Muslim births to outnumber Christians by 2035

17 Mar, 2019 - 00:03 0 Views

The Sunday Mail

BABIES born to Muslims will begin to outnumber Christian births by 2035 while people with no religion face a birth dearth.

According to the Pew Research Centre’s Forum on Religion & Public Life, more babies were born to Christian mothers than to members of any other religion in recent years, reflecting Christianity’s continued status as the world’s largest religious group.

But this is unlikely to be the case for much longer.
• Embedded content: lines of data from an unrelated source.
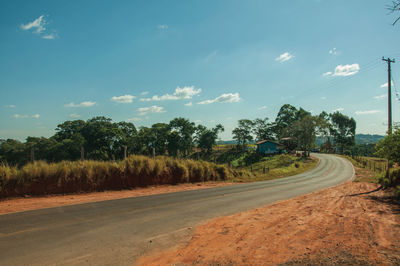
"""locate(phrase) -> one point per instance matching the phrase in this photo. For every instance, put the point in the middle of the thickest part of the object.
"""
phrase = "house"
(266, 147)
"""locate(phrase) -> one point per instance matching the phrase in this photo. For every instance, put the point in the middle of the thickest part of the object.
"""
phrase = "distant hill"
(368, 139)
(360, 139)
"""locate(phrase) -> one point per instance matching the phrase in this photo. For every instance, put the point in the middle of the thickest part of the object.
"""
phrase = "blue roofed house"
(267, 147)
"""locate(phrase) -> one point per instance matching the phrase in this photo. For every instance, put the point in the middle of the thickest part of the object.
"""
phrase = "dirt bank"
(348, 224)
(32, 203)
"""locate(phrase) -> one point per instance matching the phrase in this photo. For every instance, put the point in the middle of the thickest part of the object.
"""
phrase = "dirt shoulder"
(10, 205)
(351, 224)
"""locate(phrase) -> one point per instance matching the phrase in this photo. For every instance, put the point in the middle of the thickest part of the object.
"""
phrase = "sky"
(210, 61)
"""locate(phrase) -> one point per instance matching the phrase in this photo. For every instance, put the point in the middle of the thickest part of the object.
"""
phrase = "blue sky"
(209, 61)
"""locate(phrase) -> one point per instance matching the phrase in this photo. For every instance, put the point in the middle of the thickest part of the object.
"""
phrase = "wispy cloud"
(38, 25)
(344, 70)
(333, 51)
(284, 57)
(385, 85)
(224, 98)
(151, 109)
(74, 115)
(35, 116)
(123, 99)
(134, 119)
(338, 109)
(186, 92)
(82, 104)
(368, 112)
(50, 36)
(379, 97)
(162, 26)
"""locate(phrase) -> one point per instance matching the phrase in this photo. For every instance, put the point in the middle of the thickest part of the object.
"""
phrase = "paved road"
(117, 231)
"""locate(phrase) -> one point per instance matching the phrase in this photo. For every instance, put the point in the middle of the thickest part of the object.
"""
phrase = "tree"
(242, 133)
(343, 130)
(286, 116)
(262, 129)
(389, 147)
(206, 138)
(395, 7)
(185, 130)
(304, 132)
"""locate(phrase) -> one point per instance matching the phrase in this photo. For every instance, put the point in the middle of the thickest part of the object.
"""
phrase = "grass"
(278, 166)
(42, 178)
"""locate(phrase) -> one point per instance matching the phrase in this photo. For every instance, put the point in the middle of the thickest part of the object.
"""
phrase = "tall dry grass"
(40, 178)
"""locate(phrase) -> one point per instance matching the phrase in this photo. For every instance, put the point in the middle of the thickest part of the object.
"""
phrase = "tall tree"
(343, 130)
(242, 133)
(262, 129)
(286, 116)
(207, 137)
(185, 130)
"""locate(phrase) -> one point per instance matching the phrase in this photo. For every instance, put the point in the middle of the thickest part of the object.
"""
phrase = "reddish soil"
(351, 224)
(32, 203)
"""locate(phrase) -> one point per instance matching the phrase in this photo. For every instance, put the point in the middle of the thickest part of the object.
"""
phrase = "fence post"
(32, 155)
(82, 153)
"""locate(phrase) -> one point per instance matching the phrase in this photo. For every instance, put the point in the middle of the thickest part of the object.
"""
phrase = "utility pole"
(389, 93)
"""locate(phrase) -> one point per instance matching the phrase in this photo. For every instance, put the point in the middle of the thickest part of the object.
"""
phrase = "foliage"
(343, 130)
(40, 178)
(242, 133)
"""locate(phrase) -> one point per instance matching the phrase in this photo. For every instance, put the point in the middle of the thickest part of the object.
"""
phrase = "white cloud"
(38, 25)
(74, 115)
(50, 36)
(151, 109)
(186, 92)
(224, 98)
(20, 116)
(385, 85)
(82, 104)
(369, 112)
(338, 109)
(346, 70)
(134, 119)
(333, 51)
(123, 99)
(379, 97)
(329, 73)
(284, 57)
(162, 27)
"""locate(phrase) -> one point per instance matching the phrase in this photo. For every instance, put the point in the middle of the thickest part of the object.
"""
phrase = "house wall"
(267, 148)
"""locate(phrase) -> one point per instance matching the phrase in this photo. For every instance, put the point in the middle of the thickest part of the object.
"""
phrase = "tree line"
(298, 129)
(102, 139)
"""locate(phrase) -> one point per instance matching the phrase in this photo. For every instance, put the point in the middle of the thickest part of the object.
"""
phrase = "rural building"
(269, 147)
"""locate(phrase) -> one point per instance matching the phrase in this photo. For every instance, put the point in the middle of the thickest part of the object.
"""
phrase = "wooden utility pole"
(389, 61)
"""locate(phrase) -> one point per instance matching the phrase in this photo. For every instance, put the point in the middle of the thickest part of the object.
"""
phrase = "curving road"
(117, 231)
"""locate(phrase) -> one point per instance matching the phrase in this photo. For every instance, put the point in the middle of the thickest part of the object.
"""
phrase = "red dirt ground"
(343, 225)
(32, 203)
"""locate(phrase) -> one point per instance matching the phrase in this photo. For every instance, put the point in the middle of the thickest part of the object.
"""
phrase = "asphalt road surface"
(116, 232)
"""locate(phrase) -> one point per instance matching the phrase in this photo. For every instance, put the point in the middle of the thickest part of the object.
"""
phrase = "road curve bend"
(118, 231)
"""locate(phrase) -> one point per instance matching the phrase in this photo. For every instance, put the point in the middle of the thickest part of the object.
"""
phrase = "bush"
(42, 178)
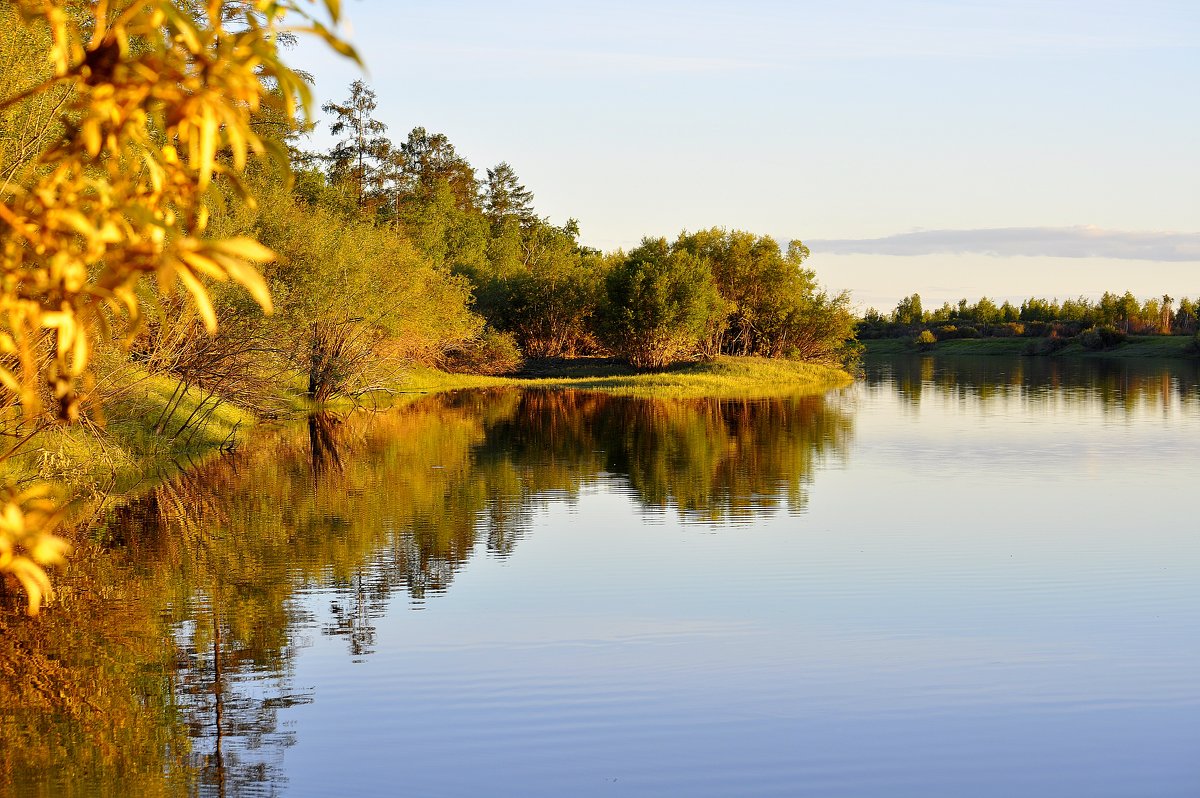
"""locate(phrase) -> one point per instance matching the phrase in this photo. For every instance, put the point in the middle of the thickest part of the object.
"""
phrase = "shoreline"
(1171, 347)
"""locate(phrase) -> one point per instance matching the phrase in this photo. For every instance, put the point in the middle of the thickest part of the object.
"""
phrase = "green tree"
(909, 312)
(505, 198)
(659, 305)
(361, 156)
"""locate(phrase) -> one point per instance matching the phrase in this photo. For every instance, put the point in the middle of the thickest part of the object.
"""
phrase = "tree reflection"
(179, 688)
(1115, 385)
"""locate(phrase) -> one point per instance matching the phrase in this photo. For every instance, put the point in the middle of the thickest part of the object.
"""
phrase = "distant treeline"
(1111, 316)
(535, 289)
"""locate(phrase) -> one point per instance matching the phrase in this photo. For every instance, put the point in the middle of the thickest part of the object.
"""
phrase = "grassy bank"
(1151, 346)
(723, 377)
(154, 430)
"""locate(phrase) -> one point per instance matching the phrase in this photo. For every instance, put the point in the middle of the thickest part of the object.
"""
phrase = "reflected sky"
(954, 577)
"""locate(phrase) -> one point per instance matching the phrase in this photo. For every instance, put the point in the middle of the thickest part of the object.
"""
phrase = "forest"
(178, 265)
(1096, 324)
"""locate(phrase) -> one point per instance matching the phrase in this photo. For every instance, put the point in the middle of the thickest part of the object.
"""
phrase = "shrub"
(924, 340)
(1047, 346)
(1193, 347)
(1101, 337)
(659, 305)
(491, 353)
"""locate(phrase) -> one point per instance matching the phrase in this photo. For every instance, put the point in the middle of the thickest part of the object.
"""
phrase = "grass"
(145, 441)
(91, 461)
(723, 377)
(1151, 346)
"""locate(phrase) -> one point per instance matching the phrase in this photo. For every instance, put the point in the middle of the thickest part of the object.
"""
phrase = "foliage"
(659, 305)
(1037, 317)
(361, 156)
(156, 103)
(491, 353)
(1101, 337)
(924, 340)
(775, 307)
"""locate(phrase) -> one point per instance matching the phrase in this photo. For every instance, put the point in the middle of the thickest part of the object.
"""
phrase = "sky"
(957, 148)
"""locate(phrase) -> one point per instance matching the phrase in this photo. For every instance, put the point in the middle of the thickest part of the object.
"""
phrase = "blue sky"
(826, 121)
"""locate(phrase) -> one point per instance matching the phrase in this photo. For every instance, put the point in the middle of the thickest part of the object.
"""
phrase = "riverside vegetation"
(1116, 325)
(177, 268)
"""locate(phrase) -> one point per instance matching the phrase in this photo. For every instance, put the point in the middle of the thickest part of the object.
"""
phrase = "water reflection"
(1115, 387)
(163, 667)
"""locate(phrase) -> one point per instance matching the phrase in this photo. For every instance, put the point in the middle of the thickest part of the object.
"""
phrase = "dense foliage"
(1097, 323)
(154, 193)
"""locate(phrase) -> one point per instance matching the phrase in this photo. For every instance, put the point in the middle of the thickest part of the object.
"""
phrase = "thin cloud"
(1029, 241)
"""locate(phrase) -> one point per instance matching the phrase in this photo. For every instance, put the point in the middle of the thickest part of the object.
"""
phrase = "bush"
(1047, 346)
(1101, 337)
(491, 353)
(1193, 347)
(924, 340)
(1006, 330)
(659, 306)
Less than 20 years from now, the number of babies born to Muslims is expected to modestly exceed births to Christians, according to new Pew Research Centre demographic estimates.

Muslims are projected to be the world’s fastest-growing major religious group in the decades ahead, and signs of this rapid growth already are visible.

In the period between 2010 and 2015, births to Muslims made up an estimated 31 percent of all babies born around the world – far exceeding the Muslim share of people of all ages in 2015 (24 percent).

The world’s Christian population also has continued to grow, but more modestly.

In recent years, 33 percent of the world’s babies were born to Christians, which is slightly greater than the Christian share of the world’s population in 2015 (31 percent).

While the relatively young Christian population of a region like sub-Saharan Africa is projected to grow in the decades ahead, the same cannot be said for Christian populations everywhere.

Indeed, in recent years, Christians have had a disproportionately large share of the world’s deaths (37 percent) – in large part because of the relatively advanced age of Christian populations in some places.

This is especially true in Europe, where the number of deaths already is estimated to exceed the number of births among Christians..

Globally, the relatively young population and high fertility rates of Muslims lead to a projection that between 2030 and 2035, there will be slightly more babies born to Muslims (225 million) than to Christians (224 million), even though the total Christian population will still be larger.

By the 2055 to 2060 period, the birth gap between the two groups is expected to approach six million (232 million births among Muslims compared to 226 million births among Christians).

While religiously unaffiliated people currently make up 16 percent of the global population, only an estimated 10 percent of the world’s newborns between 2010 and 2015 were born to religiously unaffiliated mothers.

This dearth of newborns among the unaffiliated helps explain why religious ‘nones’ (including people who identity as atheist or agnostic, as well as those who have no particular religion) are projected to decline as a share of the world’s population in the coming decades.

By 2055 to 2060, just 9 percent of all babies will be born to religiously unaffiliated women, while more than seven-in-ten will be born to either Muslims (36 percent) or Christians (35 percent). — Source:pewforum.org.